Dans les yeux d'Ali flotte une lueur inquiète, mélange d'angoisse et d'incrédulité. "Bien sûr, j'ai peur, murmure-t-il. Je n'ose plus circuler ni travailler. Partir? Je n'ai nulle part où aller. Voilà près de vingt ans que je vis ici, et jamais je n'avais reçu la moindre menace."

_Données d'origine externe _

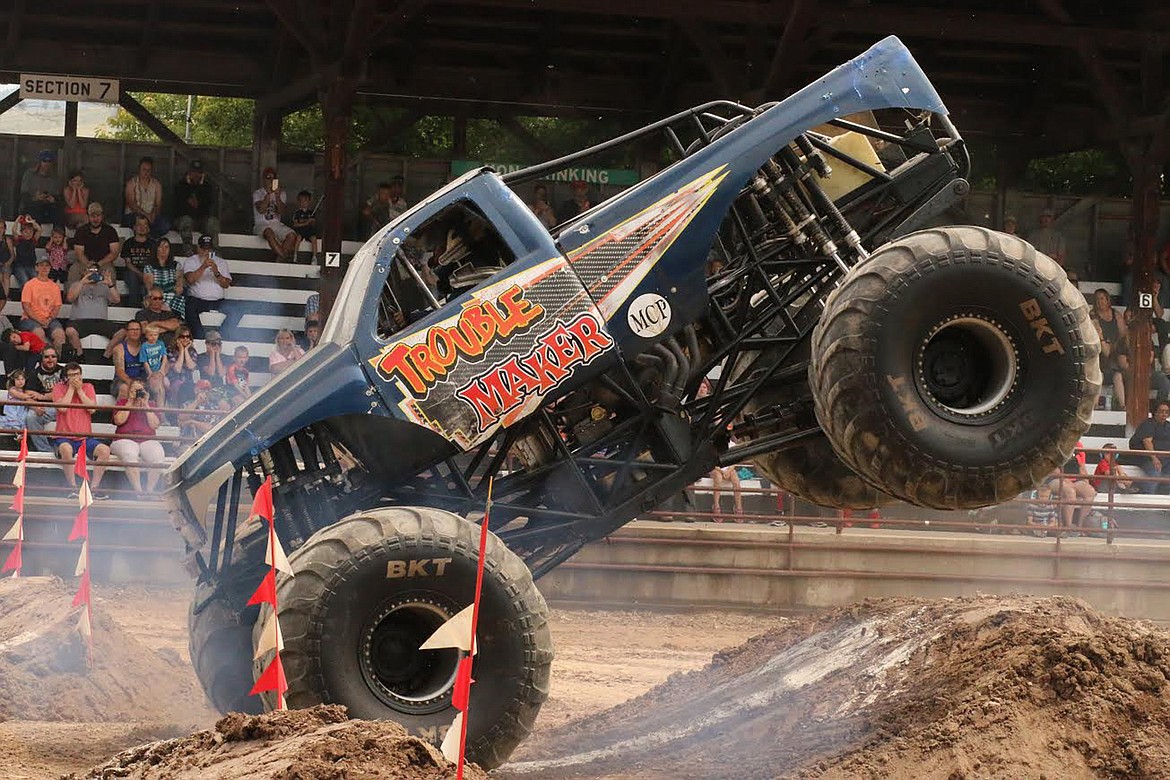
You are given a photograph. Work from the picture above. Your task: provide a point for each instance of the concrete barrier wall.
(770, 568)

Le reflux des djihadistes, refoulés depuis le 11 janvier par la contre-offensive franco-malienne, a ravivé vieilles rancunes et fantasmes ancestraux. Comment Siribala, Mali miniature et mosaïque communautaire aux 38 000 âmes, si proche de la ligne de démarcation qui dix mois durant coupa le Nord sous le joug du Sud déboussolé, échapperait-elle à ce vent délétère? Ici cohabitent Dogon, Bambara, Peuls, Songhaï et Touaregs. Et l'on distingue les Tamacheq "rouges", au teint clair, de leurs frères noirs de peau. "Trop de rumeurs et de suspicions, soupire le maire, Baba Diarra. Les gens parlent de djihadistes infiltrés, de complicités. C'est la psychose générale." "Tout Nordiste d'origine, déplore en écho le préfet de Niono, Seydou Traoré, est un suspect en puissance."

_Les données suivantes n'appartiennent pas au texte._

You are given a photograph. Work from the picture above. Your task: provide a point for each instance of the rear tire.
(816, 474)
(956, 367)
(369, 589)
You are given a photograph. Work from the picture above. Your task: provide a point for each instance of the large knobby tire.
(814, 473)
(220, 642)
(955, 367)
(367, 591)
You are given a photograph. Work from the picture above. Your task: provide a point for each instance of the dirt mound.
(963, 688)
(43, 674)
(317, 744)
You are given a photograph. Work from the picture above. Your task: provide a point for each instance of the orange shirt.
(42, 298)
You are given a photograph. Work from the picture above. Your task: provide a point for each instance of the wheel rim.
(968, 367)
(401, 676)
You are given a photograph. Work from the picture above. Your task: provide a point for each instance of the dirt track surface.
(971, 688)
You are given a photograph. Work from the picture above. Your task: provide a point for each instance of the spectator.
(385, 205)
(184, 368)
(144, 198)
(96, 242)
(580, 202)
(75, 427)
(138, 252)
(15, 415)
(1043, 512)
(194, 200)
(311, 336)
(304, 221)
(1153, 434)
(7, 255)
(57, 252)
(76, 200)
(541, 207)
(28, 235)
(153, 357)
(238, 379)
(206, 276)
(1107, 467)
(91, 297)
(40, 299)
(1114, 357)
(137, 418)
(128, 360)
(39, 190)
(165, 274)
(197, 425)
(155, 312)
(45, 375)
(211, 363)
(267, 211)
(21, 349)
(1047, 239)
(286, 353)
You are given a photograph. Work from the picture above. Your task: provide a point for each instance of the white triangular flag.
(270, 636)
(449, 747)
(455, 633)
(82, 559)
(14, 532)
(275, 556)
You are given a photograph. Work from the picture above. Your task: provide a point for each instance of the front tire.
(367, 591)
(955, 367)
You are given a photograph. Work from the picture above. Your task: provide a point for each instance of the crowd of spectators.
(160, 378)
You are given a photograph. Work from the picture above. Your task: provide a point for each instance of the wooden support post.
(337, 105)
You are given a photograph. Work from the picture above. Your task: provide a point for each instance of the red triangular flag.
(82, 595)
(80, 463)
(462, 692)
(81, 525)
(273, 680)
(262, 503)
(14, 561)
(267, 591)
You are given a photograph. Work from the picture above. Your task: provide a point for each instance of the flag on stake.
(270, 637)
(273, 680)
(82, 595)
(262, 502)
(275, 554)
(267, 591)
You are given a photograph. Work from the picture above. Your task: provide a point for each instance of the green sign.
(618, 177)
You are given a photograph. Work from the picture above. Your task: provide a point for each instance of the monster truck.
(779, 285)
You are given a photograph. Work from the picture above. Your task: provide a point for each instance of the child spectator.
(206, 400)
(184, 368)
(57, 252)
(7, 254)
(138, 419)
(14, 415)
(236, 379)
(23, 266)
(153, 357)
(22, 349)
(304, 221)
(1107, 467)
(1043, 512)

Du côté des autorités civiles, l'embarras est palpable
Ali n'en démord pas: Aboubacrine et Samba ont été "indexés" (dénoncés) par un Peul. Son entourage avance même un nom. Celui d'un salarié du complexe sucrier Sukala SA, animateur à ses heures de la station locale Radio-Kala (100.8 FM). L'intéressé nie. Mise en scène? Lorsqu'il déboule sur sa moto chinoise, c'est avec les drapeaux malien et français noués autour du cou en guise d'écharpe.

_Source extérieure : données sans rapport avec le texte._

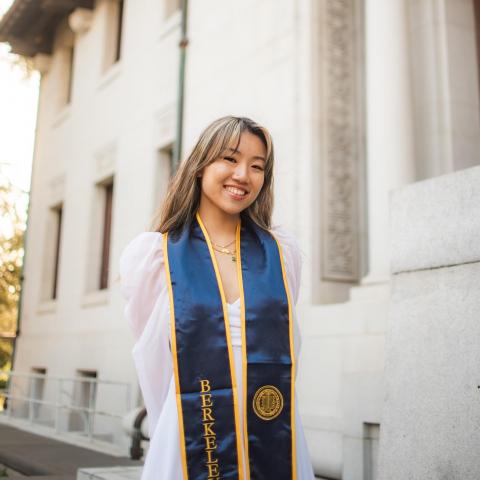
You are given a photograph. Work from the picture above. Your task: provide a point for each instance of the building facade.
(361, 97)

Du côté des autorités civiles et galonnées, l'embarras est palpable. Le maire était "couché" et n'a été avisé du double homicide qu'après coup. Le patron de la brigade de gendarmerie de Niono? Malade ce jour-là. Le colonel Seydou Sogoba, commandant de la place de Diabali, ville charnière? Pas au courant, mais prompt à formuler cette mise en garde: "Méfiez-vous des manipulations. J'ai moi-même essuyé sur le front l'assaut d'islamistes vêtus d'uniformes de l'armée. Et il leur arrive de maquiller leurs pick-up à la peinture." S'il regrette la crédulité des "humanistes" et l'impact néfaste des représailles meurtrières imputées aux militaires -phénomène dont notre correspondante, Dorothée Thiénot, fut la première à livrer un récit étayé, sur Lexpress.fr -, le préfet de Niono ne conteste pas l'intensité de la vindicte envers les "collabos", réels ou supposés. "Ceux qu'on a vu frayer avec les djihadistes, me dit-on, on va leur régler leur compte. A moi de convaincre les vengeurs de laisser l'Etat accomplir son devoir. De les persuader que les coupables répondront un jour de leurs actes." A l'évidence ébranlé, le premier magistrat de Siribala ne sait plus que faire. Faute de mieux, Baba Diarra a rédigé, le 24 janvier, un "Avis de sensibilisation". Il y rappelle que le "Mali est un peuple de diversité ethnique, linguistique, religieuse et culturelle" ; et enjoint ses administrés d'"éviter l'amalgame" comme de "faire taire les dénonciations calomnieuses". Cela posé, l'édile tient, en conclusion, à "réitérer" sa confiance aux "forces armées de défense et de sécurité dans leur mission régalienne". Transmis pour diffusion à deux radios locales, cet appel aura, hélas, tardé à être affiché, du fait de l'absence du secrétaire général de la mairie...
Croisé dans une station-service de Niono, Cherif ne tarde pas à avouer son désarroi. "J'enseigne ici depuis deux décennies, confie ce professeur de lycée touareg à la mise soignée, costume crème et fines lunettes. Et voilà que mes élèves me traitent de bandit. Pour eux, c'est simple: quiconque a le teint pâle et parle le tamacheq est un rebelle. Si les Français laissent faire, ce sera fini pour nous."